There were no third-party bidders, no prolonged arguments over price. Exxon simply approached Celtic, conducted months of due diligence and then made an offer. The whole time Celtic was happy to talk to them, and when the proposal came in, the board said yes within three days.
Talk about easy fees for the advisers.
Contrast that with Petronas's bid for Progress Energy. Progress held talks with numerous third parties about the possibilities of natural gas joint ventures, including with a "multi-national oil company," according to its circular.

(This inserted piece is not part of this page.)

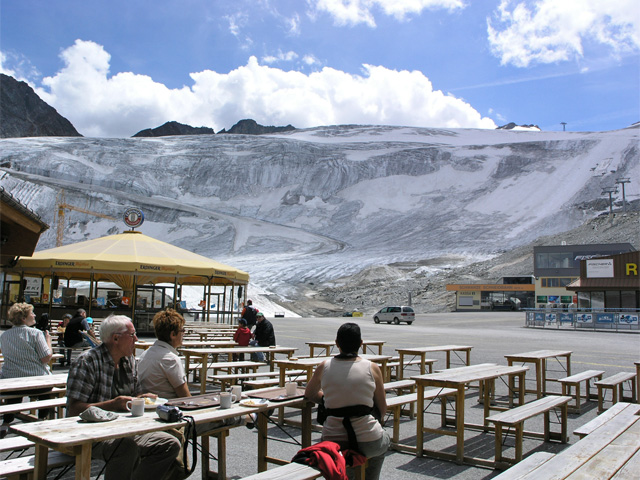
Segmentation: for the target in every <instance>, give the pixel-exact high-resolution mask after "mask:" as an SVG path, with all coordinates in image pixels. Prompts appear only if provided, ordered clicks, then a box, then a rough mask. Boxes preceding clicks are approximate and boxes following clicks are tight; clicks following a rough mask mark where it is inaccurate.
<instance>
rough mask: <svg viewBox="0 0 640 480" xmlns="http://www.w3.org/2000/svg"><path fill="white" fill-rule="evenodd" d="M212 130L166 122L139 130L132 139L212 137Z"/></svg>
mask: <svg viewBox="0 0 640 480" xmlns="http://www.w3.org/2000/svg"><path fill="white" fill-rule="evenodd" d="M214 133H215V132H214V131H213V128H209V127H192V126H190V125H185V124H183V123H178V122H167V123H165V124H164V125H160V126H159V127H156V128H147V129H146V130H140V131H139V132H138V133H136V134H135V135H134V137H169V136H171V135H213V134H214Z"/></svg>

Progress even signed a confidentiality agreement with a company that wasn't Petronas and received an offer.
Petronas ultimately won the bidding war, of course, but it had to fight.
Exxon, on the other hand, pretty much did whatever it wanted, according to Celtic's circular. The American firm first approached Celtic to chat about potential business opportunities in February, then signed a confidentiality agreement in April. From there the potential bidder had almost six months to poke around, all without the threat of someone else coming in.
ExxonMobil finally submitted its formal offer in early October, and three days later it revised the terms to get Celtic onside. The board liked what it saw and recommended the bid.
Not exactly a hard fought battle. But then again, not every M&A deal needs to be.